This tutorial walks through building a custom container using the Custom Prediction Routine model server to serve a scikit-learn model on Vertex Predictions. This is currently an **experimental** feature and not yet officially supported by the Vertex AI SDK. In this tutorial, we'll be installing the Vertex AI SDK from an experimental branch on github. 



### Dataset

This tutorial uses R.A. Fisher's Iris dataset, a small dataset that is popular for trying out machine learning techniques. Each instance has four numerical features, which are different measurements of a flower, and a target label that
marks it as one of three types of iris: Iris setosa, Iris versicolour, or Iris virginica.

This tutorial uses [the copy of the Iris dataset included in the
scikit-learn library](https://scikit-learn.org/stable/datasets/index.html#iris-dataset).

### Objective

The goal is to:
- Train a model that uses a flower's measurements as input to predict what type of iris it is.
- Save the model and its serialized pre-processor
- Build a custom sklearn serving container with custom preprocessing using the Custom Prediction Routine model server
- Upload and deploy custom container to Vertex Prediction

This tutorial focuses more on deploying this model with Vertex AI than on
the design of the model itself.

### Costs 

This tutorial uses billable components of Google Cloud:

* Vertex AI

Learn about [Vertex AI
pricing](https://cloud.google.com/vertex-ai/pricing), and use the [Pricing
Calculator](https://cloud.google.com/products/calculator/)
to generate a cost estimate based on your projected usage.

### Set up your local development environment

**If you are using Google Cloud Notebooks**, your environment already meets
all the requirements to run this notebook. You can skip this step.

**Otherwise**, make sure your environment meets this notebook's requirements.
You need the following:

* Docker
* Git
* Google Cloud SDK (gcloud)
* Python 3
* virtualenv
* Jupyter notebook running in a virtual environment with Python 3

The Google Cloud guide to [Setting up a Python development
environment](https://cloud.google.com/python/setup) and the [Jupyter
installation guide](https://jupyter.org/install) provide detailed instructions
for meeting these requirements. The following steps provide a condensed set of
instructions:

1. [Install and initialize the Cloud SDK.](https://cloud.google.com/sdk/docs/)

1. [Install Python 3.](https://cloud.google.com/python/setup#installing_python)

1. [Install
   virtualenv](https://cloud.google.com/python/setup#installing_and_using_virtualenv)
   and create a virtual environment that uses Python 3. Activate the virtual environment.

1. To install Jupyter, run `pip install jupyter` on the
command-line in a terminal shell.

1. To launch Jupyter, run `jupyter notebook` on the command-line in a terminal shell.

1. Open this notebook in the Jupyter Notebook Dashboard.
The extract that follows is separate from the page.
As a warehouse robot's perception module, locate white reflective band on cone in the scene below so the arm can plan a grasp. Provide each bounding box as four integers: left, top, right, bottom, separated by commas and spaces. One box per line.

### Install additional packages

Install additional package dependencies not installed in your notebook environment, such as NumPy, Scikit-learn, FastAPI, Uvicorn, and joblib. Use the latest major GA version of each package.

In [None]:
%%writefile requirements.txt
fastapi
uvicorn
joblib~=1.0
numpy~=1.20
scikit-learn~=0.24
google-cloud-storage>=1.26.0,<2.0.0dev
google-cloud-aiplatform[prediction] @ git+https://github.com/googleapis/python-aiplatform.git@custom-prediction-routine

**The model you deploy will have a different set of dependencies pre-installed than your notebook environment has. You should not assume that because things work in the notebook, they will work in the model. Instead, we will be very explicit about the dependencies for the model by listing them in requirements.txt and then use `pip install` to install the exact same dependencies in the notebook. Please note, of course, that there is a chance that we miss a dependency in requirements.txt that already exists in the notebook. If that's the case, things will run in the notebook, but not in the model. To guard against that, we will test the model locally before deploying to the cloud.**

In [None]:
# Install the same dependencies used in the serving container in the notebook
# environment.
%pip install -U --user -r requirements.txt

### Restart the kernel

After you install the additional packages, you need to restart the notebook kernel so it can find the packages.

In [None]:
# Automatically restart kernel after installs
import os

if not os.getenv("IS_TESTING"):
    # Automatically restart kernel after installs
    import IPython

    app = IPython.Application.instance()
    app.kernel.do_shutdown(True)

## Before you begin

### Set up your Google Cloud project

**The following steps are required, regardless of your notebook environment.**

1. [Select or create a Google Cloud project](https://console.cloud.google.com/cloud-resource-manager). When you first create an account, you get a $300 free credit towards your compute/storage costs.

1. [Make sure that billing is enabled for your project](https://cloud.google.com/billing/docs/how-to/modify-project).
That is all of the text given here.